Products from cocoa pod husks
- Animal feed – Pelletized dried cocoa pod husk can be used as animal feed (Alexander et al. 2008, Aregheore 2002). The animal feed is produced by first slicing the fresh cocoa husks into small flakes and then partially drying the flakes, followed by mincing and pelleting and drying of the pellets. In powdered form, cocoa husks can also be used as fish (Tilapia) feed.

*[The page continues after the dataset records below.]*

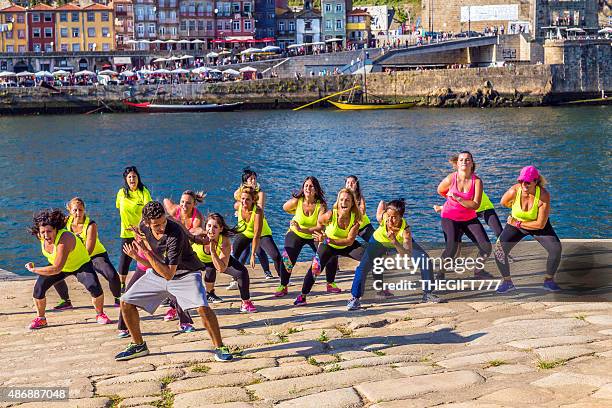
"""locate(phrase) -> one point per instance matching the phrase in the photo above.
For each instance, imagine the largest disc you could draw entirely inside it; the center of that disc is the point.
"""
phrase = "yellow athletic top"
(98, 248)
(334, 231)
(305, 221)
(530, 215)
(130, 209)
(249, 232)
(76, 258)
(204, 257)
(380, 234)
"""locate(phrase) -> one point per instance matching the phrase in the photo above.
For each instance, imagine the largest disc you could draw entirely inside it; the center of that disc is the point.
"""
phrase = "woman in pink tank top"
(463, 192)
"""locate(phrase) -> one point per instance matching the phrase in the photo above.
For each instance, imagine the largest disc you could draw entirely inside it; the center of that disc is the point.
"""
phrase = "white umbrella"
(44, 73)
(84, 72)
(271, 48)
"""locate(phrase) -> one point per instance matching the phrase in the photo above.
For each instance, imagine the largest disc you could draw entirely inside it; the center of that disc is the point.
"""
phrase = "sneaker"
(431, 298)
(384, 294)
(248, 307)
(222, 354)
(123, 334)
(353, 304)
(333, 288)
(63, 305)
(171, 314)
(133, 351)
(281, 290)
(186, 328)
(38, 323)
(102, 318)
(483, 275)
(300, 300)
(506, 286)
(551, 286)
(287, 262)
(316, 265)
(213, 298)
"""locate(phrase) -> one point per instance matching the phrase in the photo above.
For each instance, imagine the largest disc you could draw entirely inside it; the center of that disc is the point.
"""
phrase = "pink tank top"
(177, 215)
(452, 209)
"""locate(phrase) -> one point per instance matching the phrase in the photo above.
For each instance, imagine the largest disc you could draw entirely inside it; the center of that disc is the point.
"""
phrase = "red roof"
(42, 7)
(12, 9)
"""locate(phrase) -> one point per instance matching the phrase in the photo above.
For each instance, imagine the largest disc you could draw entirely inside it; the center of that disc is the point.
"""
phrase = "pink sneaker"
(103, 319)
(248, 307)
(170, 315)
(333, 288)
(38, 323)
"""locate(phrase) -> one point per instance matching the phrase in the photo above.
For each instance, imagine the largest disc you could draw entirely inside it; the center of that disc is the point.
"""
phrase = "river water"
(46, 160)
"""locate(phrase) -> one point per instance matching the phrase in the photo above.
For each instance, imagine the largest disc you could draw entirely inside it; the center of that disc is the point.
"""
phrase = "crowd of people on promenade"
(180, 252)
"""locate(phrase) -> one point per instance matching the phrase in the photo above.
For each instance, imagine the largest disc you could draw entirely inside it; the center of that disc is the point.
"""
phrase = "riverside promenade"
(526, 349)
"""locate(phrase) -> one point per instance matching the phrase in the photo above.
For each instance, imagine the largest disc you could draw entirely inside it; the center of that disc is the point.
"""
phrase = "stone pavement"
(515, 351)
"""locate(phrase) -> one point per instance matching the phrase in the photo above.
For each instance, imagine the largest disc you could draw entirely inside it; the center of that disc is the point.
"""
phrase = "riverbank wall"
(519, 85)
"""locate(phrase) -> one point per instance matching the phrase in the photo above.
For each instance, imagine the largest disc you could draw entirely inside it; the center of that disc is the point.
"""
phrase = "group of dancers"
(174, 244)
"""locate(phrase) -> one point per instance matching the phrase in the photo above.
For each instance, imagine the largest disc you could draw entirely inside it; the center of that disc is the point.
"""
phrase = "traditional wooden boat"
(187, 107)
(368, 106)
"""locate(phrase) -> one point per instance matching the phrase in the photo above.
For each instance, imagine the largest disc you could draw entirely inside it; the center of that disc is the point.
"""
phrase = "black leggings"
(365, 233)
(183, 316)
(85, 274)
(474, 231)
(325, 253)
(236, 270)
(104, 267)
(510, 236)
(124, 260)
(490, 217)
(293, 246)
(261, 256)
(241, 246)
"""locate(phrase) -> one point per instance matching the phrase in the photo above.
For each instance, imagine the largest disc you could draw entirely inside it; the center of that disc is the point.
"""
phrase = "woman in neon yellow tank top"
(530, 204)
(254, 231)
(87, 230)
(338, 239)
(130, 201)
(306, 206)
(67, 256)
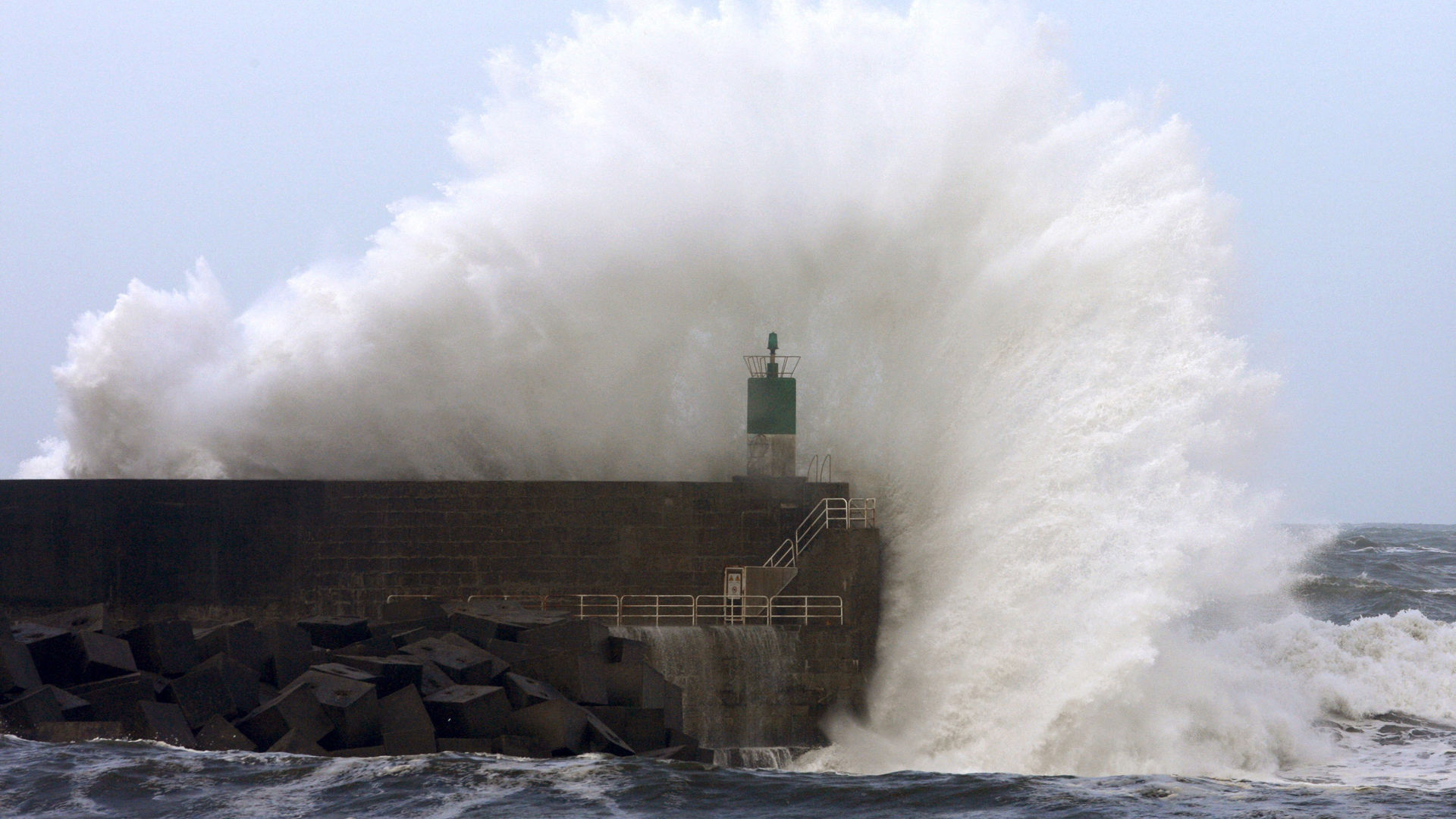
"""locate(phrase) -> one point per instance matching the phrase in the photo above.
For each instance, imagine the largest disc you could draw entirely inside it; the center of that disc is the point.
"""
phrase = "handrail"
(824, 515)
(688, 610)
(820, 468)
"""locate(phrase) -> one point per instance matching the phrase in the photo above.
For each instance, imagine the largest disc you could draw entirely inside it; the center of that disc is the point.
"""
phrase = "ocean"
(1381, 764)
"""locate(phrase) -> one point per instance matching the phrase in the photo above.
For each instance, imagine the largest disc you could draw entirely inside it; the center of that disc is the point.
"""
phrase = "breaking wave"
(1008, 306)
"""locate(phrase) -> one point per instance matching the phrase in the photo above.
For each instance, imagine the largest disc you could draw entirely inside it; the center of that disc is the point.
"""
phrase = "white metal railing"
(759, 365)
(686, 610)
(821, 468)
(827, 513)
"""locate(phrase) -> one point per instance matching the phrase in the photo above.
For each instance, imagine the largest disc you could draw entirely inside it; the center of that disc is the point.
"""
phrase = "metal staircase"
(783, 564)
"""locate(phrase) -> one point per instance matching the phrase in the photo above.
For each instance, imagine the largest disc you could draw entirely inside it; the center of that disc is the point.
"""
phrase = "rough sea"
(1386, 764)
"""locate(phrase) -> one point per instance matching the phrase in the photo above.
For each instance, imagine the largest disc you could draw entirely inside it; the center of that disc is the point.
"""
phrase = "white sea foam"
(1006, 302)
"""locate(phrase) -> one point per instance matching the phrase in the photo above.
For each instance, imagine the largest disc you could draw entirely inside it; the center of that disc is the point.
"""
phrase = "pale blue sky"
(137, 137)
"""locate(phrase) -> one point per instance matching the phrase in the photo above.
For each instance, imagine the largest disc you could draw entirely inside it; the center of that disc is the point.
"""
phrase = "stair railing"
(827, 513)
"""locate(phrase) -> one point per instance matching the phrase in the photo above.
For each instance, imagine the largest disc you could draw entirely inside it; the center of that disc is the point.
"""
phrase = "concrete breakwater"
(425, 678)
(218, 551)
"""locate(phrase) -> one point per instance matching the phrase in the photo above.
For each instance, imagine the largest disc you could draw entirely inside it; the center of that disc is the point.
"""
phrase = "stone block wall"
(212, 551)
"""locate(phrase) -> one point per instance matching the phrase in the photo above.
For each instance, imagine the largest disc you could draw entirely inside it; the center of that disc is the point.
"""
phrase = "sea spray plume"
(1006, 300)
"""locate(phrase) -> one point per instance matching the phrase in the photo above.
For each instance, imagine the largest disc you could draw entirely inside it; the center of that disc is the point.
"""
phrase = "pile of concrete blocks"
(427, 676)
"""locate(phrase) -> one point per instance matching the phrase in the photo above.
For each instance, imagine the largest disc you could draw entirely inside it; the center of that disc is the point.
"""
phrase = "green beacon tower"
(772, 413)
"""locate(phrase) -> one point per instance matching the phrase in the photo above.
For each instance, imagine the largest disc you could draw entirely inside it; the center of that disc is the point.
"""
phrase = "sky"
(137, 137)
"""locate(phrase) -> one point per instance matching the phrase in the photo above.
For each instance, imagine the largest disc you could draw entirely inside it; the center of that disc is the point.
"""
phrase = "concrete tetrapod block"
(24, 714)
(239, 640)
(164, 648)
(201, 694)
(557, 726)
(672, 706)
(463, 664)
(80, 732)
(367, 751)
(287, 665)
(392, 672)
(375, 646)
(580, 635)
(101, 657)
(411, 608)
(517, 653)
(431, 678)
(220, 735)
(83, 618)
(625, 651)
(523, 691)
(473, 627)
(639, 727)
(347, 672)
(284, 637)
(112, 700)
(294, 708)
(634, 684)
(17, 667)
(579, 676)
(511, 620)
(297, 742)
(466, 745)
(476, 711)
(73, 707)
(53, 651)
(601, 738)
(517, 746)
(405, 723)
(165, 722)
(335, 632)
(239, 679)
(350, 704)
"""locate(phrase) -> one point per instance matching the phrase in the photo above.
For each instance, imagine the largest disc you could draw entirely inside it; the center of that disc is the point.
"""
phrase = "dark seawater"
(1365, 572)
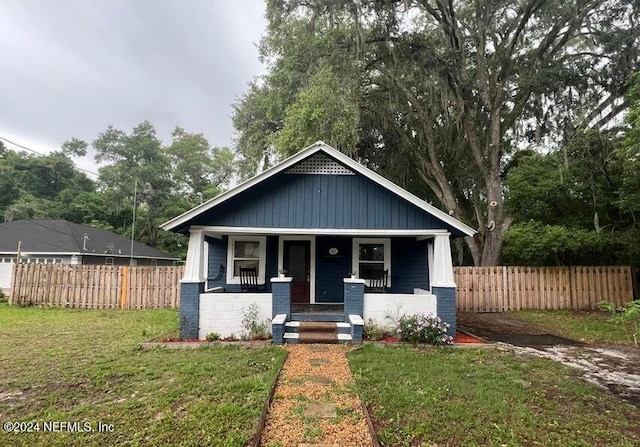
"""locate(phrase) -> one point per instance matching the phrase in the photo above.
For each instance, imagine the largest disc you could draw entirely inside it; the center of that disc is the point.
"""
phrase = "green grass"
(577, 325)
(486, 397)
(85, 365)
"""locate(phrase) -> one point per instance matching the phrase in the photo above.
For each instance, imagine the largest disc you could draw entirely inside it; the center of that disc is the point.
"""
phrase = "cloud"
(71, 68)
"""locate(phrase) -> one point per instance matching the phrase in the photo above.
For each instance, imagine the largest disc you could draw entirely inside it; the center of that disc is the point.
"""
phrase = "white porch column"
(442, 273)
(194, 267)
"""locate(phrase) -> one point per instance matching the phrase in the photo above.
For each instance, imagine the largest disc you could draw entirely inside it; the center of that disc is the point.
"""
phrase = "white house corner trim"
(442, 274)
(195, 264)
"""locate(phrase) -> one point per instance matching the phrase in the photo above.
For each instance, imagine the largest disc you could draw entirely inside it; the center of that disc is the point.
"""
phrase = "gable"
(319, 201)
(319, 188)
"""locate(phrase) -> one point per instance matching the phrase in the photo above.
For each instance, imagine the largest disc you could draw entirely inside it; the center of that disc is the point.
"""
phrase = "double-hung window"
(246, 252)
(371, 257)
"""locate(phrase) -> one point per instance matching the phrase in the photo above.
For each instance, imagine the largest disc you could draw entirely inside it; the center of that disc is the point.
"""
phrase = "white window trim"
(262, 257)
(355, 257)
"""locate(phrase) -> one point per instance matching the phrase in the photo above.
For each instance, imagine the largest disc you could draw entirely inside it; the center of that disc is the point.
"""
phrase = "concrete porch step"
(300, 326)
(334, 317)
(316, 337)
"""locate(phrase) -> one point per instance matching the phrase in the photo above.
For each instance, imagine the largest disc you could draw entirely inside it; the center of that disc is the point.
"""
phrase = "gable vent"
(319, 164)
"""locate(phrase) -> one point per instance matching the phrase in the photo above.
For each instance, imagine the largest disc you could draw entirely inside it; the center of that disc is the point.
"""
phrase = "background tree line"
(519, 117)
(505, 113)
(167, 181)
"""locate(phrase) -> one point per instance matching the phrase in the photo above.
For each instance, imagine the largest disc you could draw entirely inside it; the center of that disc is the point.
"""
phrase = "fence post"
(124, 271)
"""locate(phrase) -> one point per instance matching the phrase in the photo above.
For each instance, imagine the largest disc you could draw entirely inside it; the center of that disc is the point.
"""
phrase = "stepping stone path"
(313, 404)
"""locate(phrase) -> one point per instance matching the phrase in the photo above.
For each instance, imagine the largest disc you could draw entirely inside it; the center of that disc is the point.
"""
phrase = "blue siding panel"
(190, 309)
(319, 201)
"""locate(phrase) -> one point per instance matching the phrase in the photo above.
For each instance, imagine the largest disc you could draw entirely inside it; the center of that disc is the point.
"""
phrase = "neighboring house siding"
(319, 201)
(218, 257)
(330, 270)
(409, 265)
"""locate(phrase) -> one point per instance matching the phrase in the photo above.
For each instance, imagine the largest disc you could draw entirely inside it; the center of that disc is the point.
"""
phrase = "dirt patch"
(610, 366)
(504, 328)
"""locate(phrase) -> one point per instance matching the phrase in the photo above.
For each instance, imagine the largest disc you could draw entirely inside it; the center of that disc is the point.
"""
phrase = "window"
(371, 257)
(246, 252)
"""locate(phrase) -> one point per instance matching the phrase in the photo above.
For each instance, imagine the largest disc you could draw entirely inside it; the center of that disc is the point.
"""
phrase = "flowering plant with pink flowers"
(423, 328)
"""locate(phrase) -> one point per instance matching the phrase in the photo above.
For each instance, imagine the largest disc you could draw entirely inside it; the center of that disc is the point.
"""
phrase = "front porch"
(314, 287)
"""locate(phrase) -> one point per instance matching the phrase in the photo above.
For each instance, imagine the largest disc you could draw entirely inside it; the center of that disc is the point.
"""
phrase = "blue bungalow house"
(316, 237)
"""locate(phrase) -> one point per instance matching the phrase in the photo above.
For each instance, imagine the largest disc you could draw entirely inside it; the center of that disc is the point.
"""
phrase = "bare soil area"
(611, 366)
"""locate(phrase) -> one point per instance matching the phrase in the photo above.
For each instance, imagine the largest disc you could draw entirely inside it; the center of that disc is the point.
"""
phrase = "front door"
(297, 262)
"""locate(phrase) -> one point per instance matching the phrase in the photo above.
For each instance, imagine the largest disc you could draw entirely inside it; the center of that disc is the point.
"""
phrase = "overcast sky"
(69, 68)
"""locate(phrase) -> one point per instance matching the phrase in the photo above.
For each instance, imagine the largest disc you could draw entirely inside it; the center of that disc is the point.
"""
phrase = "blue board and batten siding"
(409, 267)
(320, 201)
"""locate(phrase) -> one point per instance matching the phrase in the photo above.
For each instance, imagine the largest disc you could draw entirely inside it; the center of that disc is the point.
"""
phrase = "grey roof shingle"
(61, 236)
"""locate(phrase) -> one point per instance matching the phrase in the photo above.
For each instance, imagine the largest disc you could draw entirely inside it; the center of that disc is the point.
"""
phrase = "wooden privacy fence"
(499, 289)
(96, 286)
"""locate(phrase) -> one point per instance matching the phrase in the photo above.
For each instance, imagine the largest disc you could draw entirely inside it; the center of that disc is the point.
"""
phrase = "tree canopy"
(458, 86)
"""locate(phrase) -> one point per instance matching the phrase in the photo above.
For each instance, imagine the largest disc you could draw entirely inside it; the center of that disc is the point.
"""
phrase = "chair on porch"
(378, 282)
(249, 280)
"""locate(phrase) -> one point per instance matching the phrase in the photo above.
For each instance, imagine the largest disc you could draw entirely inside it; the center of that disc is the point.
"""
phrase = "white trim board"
(319, 146)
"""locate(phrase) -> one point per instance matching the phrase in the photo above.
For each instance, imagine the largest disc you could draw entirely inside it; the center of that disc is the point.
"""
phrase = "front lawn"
(577, 325)
(82, 366)
(486, 397)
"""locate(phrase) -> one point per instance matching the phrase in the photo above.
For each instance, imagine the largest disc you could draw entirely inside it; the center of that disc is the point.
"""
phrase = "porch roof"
(218, 231)
(424, 212)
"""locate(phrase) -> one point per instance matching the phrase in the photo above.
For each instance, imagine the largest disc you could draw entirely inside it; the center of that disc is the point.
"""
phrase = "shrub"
(254, 329)
(423, 328)
(212, 336)
(373, 331)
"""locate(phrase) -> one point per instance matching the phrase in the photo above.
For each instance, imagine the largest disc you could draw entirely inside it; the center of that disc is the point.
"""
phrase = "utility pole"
(19, 253)
(133, 224)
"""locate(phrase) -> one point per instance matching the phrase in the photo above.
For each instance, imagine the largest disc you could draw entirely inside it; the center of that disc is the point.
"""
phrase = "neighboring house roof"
(306, 161)
(63, 237)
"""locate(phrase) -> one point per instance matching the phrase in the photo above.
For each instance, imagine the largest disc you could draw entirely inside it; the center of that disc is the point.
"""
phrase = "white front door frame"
(312, 255)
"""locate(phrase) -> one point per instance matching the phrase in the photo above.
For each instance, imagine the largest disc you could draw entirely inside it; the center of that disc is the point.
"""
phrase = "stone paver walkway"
(313, 403)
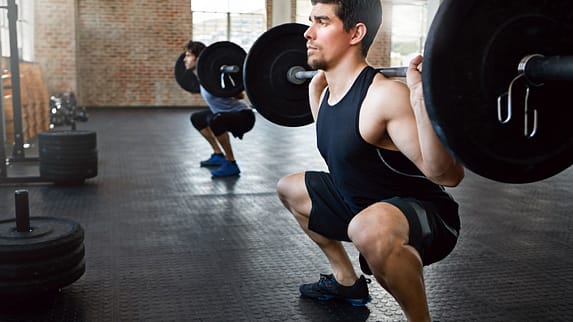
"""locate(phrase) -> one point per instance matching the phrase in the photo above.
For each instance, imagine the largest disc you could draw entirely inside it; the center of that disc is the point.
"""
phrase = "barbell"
(496, 79)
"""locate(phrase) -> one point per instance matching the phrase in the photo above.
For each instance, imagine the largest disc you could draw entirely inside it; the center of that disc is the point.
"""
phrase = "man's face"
(326, 39)
(190, 60)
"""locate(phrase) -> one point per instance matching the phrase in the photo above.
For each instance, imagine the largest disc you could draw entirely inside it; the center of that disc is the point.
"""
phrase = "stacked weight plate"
(68, 156)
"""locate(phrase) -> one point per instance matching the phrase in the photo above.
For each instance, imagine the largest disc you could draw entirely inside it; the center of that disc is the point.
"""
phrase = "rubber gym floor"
(166, 242)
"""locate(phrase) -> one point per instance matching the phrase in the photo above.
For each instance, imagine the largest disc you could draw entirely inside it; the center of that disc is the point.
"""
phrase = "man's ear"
(359, 32)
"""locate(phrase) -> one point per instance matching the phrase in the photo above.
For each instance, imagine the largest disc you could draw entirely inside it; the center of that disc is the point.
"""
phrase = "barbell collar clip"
(538, 68)
(22, 211)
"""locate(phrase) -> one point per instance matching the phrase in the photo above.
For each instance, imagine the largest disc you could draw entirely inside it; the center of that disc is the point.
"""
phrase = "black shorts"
(238, 123)
(330, 217)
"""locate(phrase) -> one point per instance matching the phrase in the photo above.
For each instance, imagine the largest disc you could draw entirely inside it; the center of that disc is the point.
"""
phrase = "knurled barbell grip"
(230, 69)
(295, 76)
(539, 68)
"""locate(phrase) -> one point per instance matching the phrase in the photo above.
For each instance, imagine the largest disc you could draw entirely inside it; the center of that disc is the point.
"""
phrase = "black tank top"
(363, 173)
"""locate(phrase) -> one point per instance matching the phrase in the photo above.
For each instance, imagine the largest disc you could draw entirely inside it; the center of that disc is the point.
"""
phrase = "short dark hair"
(352, 12)
(195, 47)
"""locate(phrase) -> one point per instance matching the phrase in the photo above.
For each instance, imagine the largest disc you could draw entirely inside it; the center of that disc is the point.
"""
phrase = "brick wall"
(379, 54)
(55, 44)
(122, 53)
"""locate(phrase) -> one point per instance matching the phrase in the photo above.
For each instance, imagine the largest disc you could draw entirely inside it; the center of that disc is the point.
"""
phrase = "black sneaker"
(327, 288)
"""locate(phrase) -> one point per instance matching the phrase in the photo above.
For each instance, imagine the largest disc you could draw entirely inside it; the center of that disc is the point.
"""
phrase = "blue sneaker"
(216, 159)
(327, 288)
(227, 169)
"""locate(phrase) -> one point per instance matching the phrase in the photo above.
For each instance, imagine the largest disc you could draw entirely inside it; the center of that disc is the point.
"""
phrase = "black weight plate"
(185, 78)
(265, 78)
(68, 139)
(209, 63)
(49, 237)
(472, 53)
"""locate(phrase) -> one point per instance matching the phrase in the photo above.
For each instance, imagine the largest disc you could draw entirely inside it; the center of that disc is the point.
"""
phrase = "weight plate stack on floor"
(68, 156)
(48, 258)
(39, 256)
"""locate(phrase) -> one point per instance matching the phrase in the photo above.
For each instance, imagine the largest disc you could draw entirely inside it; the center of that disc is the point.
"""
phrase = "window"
(303, 8)
(241, 22)
(408, 31)
(24, 27)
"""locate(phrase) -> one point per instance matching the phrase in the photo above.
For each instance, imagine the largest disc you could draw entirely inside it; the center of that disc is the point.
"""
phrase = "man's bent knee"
(379, 229)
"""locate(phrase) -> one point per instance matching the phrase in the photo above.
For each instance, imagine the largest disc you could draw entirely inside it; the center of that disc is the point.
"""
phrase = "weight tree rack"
(18, 152)
(67, 157)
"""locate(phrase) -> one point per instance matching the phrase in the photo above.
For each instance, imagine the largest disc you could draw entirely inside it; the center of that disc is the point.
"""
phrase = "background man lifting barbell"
(225, 114)
(386, 167)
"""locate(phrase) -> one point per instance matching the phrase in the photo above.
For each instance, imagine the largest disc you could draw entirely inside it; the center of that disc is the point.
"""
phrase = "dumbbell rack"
(18, 152)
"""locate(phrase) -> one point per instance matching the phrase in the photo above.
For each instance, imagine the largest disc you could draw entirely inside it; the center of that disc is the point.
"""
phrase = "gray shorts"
(429, 234)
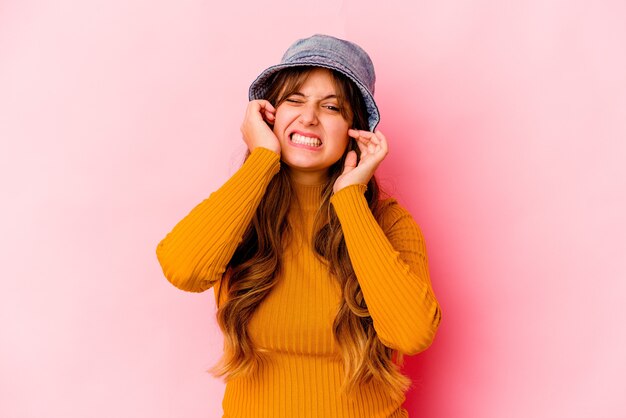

- Potash – Cocoa pod husk ash is used mainly for soft soap manufacture (Taiwo et al. 2001), but may also be used as fertilizer. To prepare the ash, fresh husks are spread out in the open to dry for one to two weeks. The dried husks are then incinerated in an ashing kiln.
- Gum – Cocoa pod gum is extracted from cocoa pod husks by alcohol precipitation (Figuiera et al. 1994, Samuel 2006). Cocoa pod gum can be used as binder in the food and pharmaceutical industries for binding pet food, emulsifiers, pharmaceutical pills, etc.
- Fertilizer – Cocoa pod husk could also be used as fertilizer for food crops production (Oladokun 1986).
Products from cocoa pulp (or sweatings)
- Production of soft drinks and alcohol – In the preparation of soft drinks, fresh cocoa pulp juice (sweatings) is collected, sterilized and bottled. For the production of alcohol or alcoholic drinks such as brandy, the fresh juice is boiled, cooled and fermented with yeast. After 4 days of fermentation the alcohol is distilled.
- Pectin – Pectin for jam, jelly and marmalade is extracted from the sweatings by precipitation with alcohol, followed by distillation and recycling of the alcohol in further extractions.
One strategy to increase income for cocoa growers is to identify and commercialize new cocoa-based products in addition to the cocoa seed crop.Value added processing of cocoa and cocoa by products in Uganda could significantly increase the income generating capacity of the industry. In addition to unrefined and refined chocolate cocoa butter cocoa wastes such as pod husks, pulp and by products from cocoa butter can be commercially processed to produce a variety of value added products. By making additional use of the cocoa bean and use of the residue of the cocoa manufacturing process, these products can be processed and marketed locally, providing employment and income for rural communities in addition to the food industry.
Cocoa pod husk poses a serious waste disposal problem in most cocoa producing countries. Yet, several promising commercial products can be obtained from these cocoa byproducts (Figueira et al. 1993). Cocoa pod husk can be transformed into animal feed, potash (used for soft soap making) and pod gum (used as binder in the pharmaceutical industry) while cocoa pulp or sweatings can be used for making juice, soft drink, alcohol and pectin (for jam, jelly and marmalade).
Although Africa supplies nearly three quarters (73%) of the world’s cocoa, consumption of cocoa beans in all of Africa put together is only 3% (Pipitone, 2012), mainly because of the high price of the (mostly imported) finished cocoa products such as chocolates. Making chocolate products affordable to the rural farming communities by producing chocolate from cocoa beans locally using simple recipes for home-made chocolate, creates potential for Uganda’s cocoa industry’s growth.